The economy was, as usual, the dominating aspect of the State of the Union address. The president touted some of his financial accomplishments—job creation, ending the Iraq war, etc—and promised further action. While it is dubious to claim that all of these wonderful things are solely indebted to the actions of the administration, he can give himself a fair amount of credit. Crisis has been averted, and things appear to be (very gradually) getting better.
This is all well and good, but few have the patience for optimism in this day and age.
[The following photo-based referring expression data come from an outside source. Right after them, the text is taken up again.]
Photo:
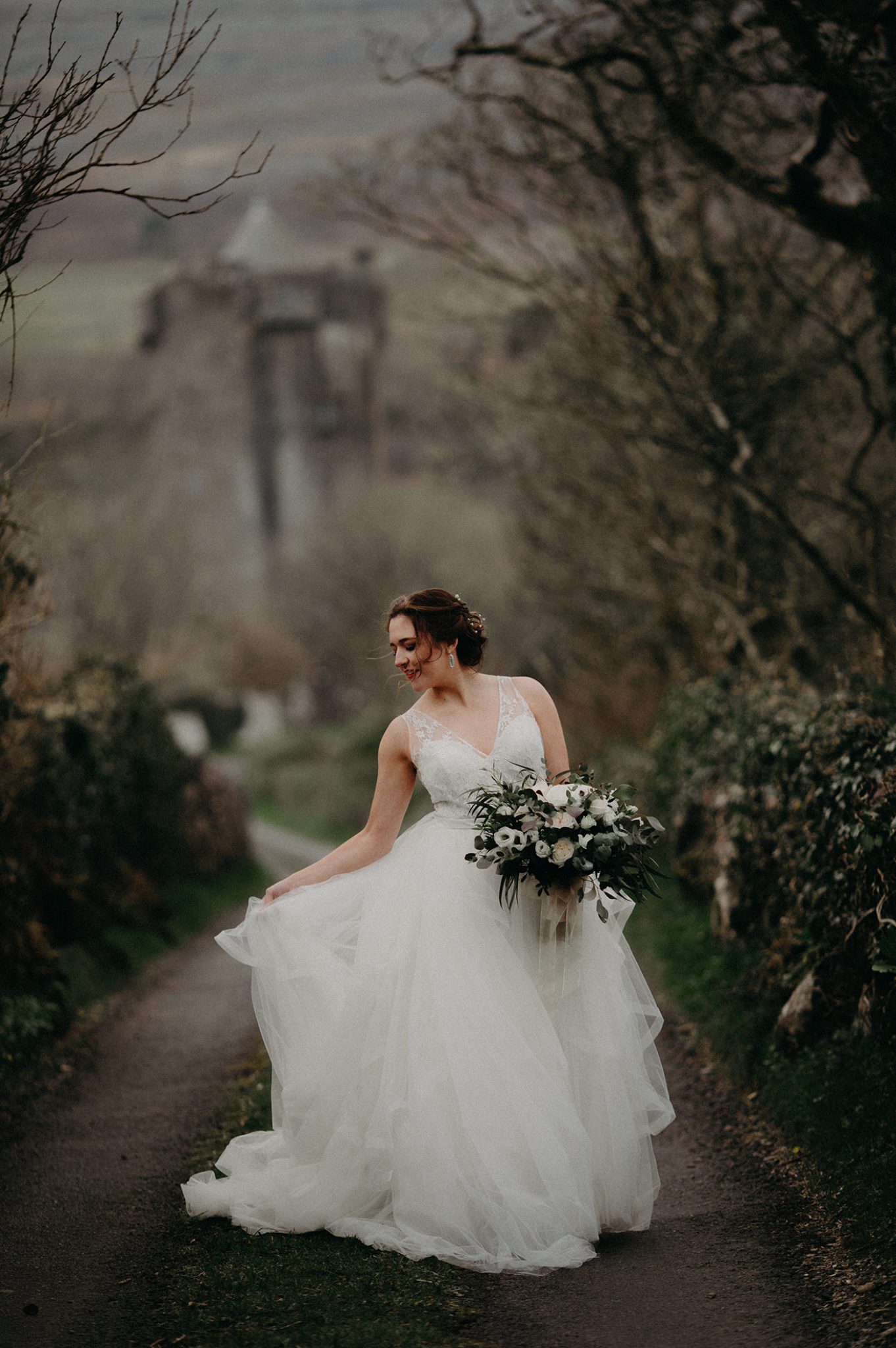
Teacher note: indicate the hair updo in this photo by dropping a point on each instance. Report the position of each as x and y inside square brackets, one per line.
[441, 618]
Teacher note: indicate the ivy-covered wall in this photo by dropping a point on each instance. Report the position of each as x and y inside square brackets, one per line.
[783, 817]
[99, 810]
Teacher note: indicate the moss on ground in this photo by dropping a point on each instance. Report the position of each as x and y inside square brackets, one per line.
[314, 1290]
[833, 1102]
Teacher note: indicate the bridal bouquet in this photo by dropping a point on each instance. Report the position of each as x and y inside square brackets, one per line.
[569, 836]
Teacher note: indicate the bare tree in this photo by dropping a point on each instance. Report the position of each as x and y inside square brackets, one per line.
[701, 201]
[61, 139]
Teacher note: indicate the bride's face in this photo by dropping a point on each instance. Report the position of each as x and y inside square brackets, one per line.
[416, 661]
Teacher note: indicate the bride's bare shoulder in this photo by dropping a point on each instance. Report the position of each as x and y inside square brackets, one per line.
[534, 692]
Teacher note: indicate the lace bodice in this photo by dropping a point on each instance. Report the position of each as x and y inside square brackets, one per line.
[449, 766]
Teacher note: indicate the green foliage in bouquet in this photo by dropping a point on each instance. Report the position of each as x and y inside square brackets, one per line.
[566, 835]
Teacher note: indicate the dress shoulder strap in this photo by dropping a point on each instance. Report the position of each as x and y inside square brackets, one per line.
[419, 728]
[512, 701]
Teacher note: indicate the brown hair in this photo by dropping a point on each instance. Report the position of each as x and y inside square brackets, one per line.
[439, 618]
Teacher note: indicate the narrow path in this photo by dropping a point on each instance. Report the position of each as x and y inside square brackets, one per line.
[91, 1195]
[720, 1268]
[89, 1218]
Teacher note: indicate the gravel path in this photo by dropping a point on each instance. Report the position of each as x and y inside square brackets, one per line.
[89, 1219]
[91, 1199]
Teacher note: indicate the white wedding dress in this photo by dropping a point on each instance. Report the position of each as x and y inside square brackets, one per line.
[428, 1097]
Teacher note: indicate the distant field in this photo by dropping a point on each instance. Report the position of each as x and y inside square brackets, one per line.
[297, 70]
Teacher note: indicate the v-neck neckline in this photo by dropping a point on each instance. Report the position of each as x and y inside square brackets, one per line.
[497, 728]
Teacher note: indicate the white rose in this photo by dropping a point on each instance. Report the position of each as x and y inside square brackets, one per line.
[562, 851]
[603, 809]
[511, 839]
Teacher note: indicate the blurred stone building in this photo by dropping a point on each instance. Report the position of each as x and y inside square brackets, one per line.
[258, 383]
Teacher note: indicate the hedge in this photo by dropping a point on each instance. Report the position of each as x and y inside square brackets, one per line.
[99, 812]
[783, 810]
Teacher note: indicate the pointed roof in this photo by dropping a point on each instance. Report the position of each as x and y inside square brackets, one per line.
[262, 243]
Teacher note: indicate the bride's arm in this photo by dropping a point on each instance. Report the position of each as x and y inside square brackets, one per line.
[541, 703]
[394, 787]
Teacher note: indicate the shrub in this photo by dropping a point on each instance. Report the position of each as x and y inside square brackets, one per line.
[100, 809]
[783, 806]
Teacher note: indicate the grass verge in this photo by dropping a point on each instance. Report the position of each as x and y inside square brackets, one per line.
[34, 1052]
[832, 1103]
[314, 1290]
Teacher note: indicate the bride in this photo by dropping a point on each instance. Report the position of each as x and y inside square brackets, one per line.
[429, 1097]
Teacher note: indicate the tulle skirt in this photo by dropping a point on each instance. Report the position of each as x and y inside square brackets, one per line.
[428, 1097]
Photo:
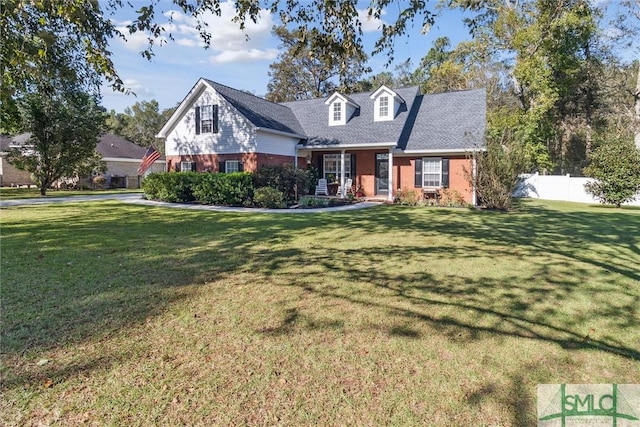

Private sector employment is indeed on the rise, but it will be a long time before the numbers reach anything like what they were before the recession.
Obama’s plans for future legislative goals are amusing, but unlikely to pass. As long as Republicans maintain control of the House of Representatives, we can expect all but the most basic of these proposals to dwindle away in the Capitol Hill ether.
The race will truly become interesting once the GOP decides on a nominee and the focus shifts from securing the support of the party to support of the country. At present, Independents gravitate toward the Republican camp. Independents will often side with the opposition in the run-up to an election. The battle to win their hearts will ultimately rely one one question: who can be trusted to deliver the jobs we all so desperately need?
The hope has run dry—is change the only option?